The Church in Cuba. Church people in Cuba are accustomed to say, in response to the question of what has changed since the Pope's visit, that the Cuban government has not made any real changes but that there have been tremendous changes in the minds and hearts of the Cuban people, and not just the Catholics. While that is the greater truth, the year's end saw a few concessions that were at least of symbolic importance.
The most significant was the re-establishment of Christmas as a national holiday, occasioning a telegram from the Pope to Castro, thanking him for the gesture. Tied to this was granting 15 minutes of air time to Cardinal Ortega to speak about the meaning of Christmas, recounting the Gospel of Luke. State TV also carried a part of the Pope's Christmas message in which he spoke of Cuba. Further, the state granted visas for some 40 pastoral workers, 19 of them priests, and allowed the free distribution of a million copies of the Gospel of St. Matthew, and the publication of John Paul II in Cuba: Report and Project, a 216 page memorial of the visit.

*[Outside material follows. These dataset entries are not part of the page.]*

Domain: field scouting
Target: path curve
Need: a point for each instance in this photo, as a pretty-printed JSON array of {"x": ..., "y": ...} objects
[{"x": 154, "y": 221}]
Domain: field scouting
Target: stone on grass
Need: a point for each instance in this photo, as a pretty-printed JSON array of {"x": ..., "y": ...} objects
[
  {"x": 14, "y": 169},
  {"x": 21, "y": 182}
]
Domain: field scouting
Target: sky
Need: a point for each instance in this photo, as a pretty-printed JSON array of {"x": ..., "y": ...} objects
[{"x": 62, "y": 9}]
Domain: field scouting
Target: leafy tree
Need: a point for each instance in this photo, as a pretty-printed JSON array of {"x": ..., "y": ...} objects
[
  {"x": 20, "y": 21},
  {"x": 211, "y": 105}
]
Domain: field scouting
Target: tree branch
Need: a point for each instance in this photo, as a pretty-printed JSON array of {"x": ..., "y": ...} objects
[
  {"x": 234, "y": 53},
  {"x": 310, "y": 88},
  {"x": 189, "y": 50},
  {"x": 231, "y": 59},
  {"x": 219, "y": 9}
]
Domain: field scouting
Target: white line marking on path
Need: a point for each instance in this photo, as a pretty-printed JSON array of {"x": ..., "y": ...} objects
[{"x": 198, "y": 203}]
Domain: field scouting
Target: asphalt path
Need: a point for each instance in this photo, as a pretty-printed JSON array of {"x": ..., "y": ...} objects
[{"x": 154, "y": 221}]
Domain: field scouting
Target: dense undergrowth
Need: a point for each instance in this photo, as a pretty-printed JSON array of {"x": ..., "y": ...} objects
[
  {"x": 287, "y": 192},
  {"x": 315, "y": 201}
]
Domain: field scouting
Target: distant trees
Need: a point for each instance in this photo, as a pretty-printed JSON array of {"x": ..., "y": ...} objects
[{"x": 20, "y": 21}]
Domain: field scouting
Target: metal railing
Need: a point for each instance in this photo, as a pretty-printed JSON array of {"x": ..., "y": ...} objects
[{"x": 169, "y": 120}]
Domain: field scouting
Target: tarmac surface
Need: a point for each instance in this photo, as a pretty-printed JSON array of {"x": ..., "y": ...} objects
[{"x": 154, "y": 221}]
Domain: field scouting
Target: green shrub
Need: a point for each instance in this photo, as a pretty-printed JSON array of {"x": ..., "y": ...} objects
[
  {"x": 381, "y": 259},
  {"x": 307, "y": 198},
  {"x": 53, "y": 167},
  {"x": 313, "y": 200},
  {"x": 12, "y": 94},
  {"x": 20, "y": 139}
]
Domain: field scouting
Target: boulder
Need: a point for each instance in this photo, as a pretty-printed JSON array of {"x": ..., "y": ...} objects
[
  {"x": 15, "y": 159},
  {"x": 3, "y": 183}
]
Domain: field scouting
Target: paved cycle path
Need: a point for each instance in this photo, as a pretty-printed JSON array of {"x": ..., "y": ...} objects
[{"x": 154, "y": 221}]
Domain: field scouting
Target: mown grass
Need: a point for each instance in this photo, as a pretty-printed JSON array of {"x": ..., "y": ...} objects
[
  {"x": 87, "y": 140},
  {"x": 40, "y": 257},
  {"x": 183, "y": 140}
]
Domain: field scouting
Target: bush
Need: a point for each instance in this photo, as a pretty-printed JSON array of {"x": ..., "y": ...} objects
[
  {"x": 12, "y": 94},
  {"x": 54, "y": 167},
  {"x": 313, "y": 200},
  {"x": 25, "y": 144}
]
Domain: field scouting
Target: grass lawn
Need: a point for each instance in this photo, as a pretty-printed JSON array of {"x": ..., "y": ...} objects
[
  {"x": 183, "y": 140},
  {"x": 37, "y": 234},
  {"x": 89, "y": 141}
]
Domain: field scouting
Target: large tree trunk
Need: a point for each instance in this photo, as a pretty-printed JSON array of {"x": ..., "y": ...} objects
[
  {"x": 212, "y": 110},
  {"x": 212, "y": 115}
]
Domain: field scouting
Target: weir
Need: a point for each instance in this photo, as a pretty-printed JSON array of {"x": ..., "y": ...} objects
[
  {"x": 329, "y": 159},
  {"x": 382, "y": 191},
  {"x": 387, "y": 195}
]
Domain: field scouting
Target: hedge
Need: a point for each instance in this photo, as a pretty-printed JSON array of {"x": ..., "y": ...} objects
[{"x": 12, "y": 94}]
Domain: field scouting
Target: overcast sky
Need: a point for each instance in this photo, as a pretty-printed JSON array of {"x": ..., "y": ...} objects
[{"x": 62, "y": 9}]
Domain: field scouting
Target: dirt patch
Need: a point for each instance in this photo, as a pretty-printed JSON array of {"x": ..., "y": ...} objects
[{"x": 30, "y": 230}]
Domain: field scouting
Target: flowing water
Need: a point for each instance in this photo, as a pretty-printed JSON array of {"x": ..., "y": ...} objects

USCC Responses. Over the course of the year, Archbishop McCarrick, Chairman of the Committee on International Policy, issued some six statements on Cuba; the Conference gave Congressional testimony on two occasions and staff made several public presentations, visited Cuba twice, and published articles on Cuba. We continue to monitor the situation carefully and look for opportunities to persuade the US government of the futility, not to say immorality, of the present embargo. In the view of many experts, the US hardline is a great gift to Fidel Castro, providing him with the all-purpose excuse for every failure of the present economy. For us, the more important point is, as Cardinal Ortega said recently, the embargo "hinders the work of the Church and retards the development of the country."
We should use every opportunity to communicate our views to Members of Congress that the embargo has failed in its goals, is repudiated by the entire world, and has succeeded only in harming the most vulnerable while leaving those in power completely untouched. It is time for new thinking and new policy on Cuba -- which supports human rights and religious liberty for the Cuban people and builds bridges between our two societies.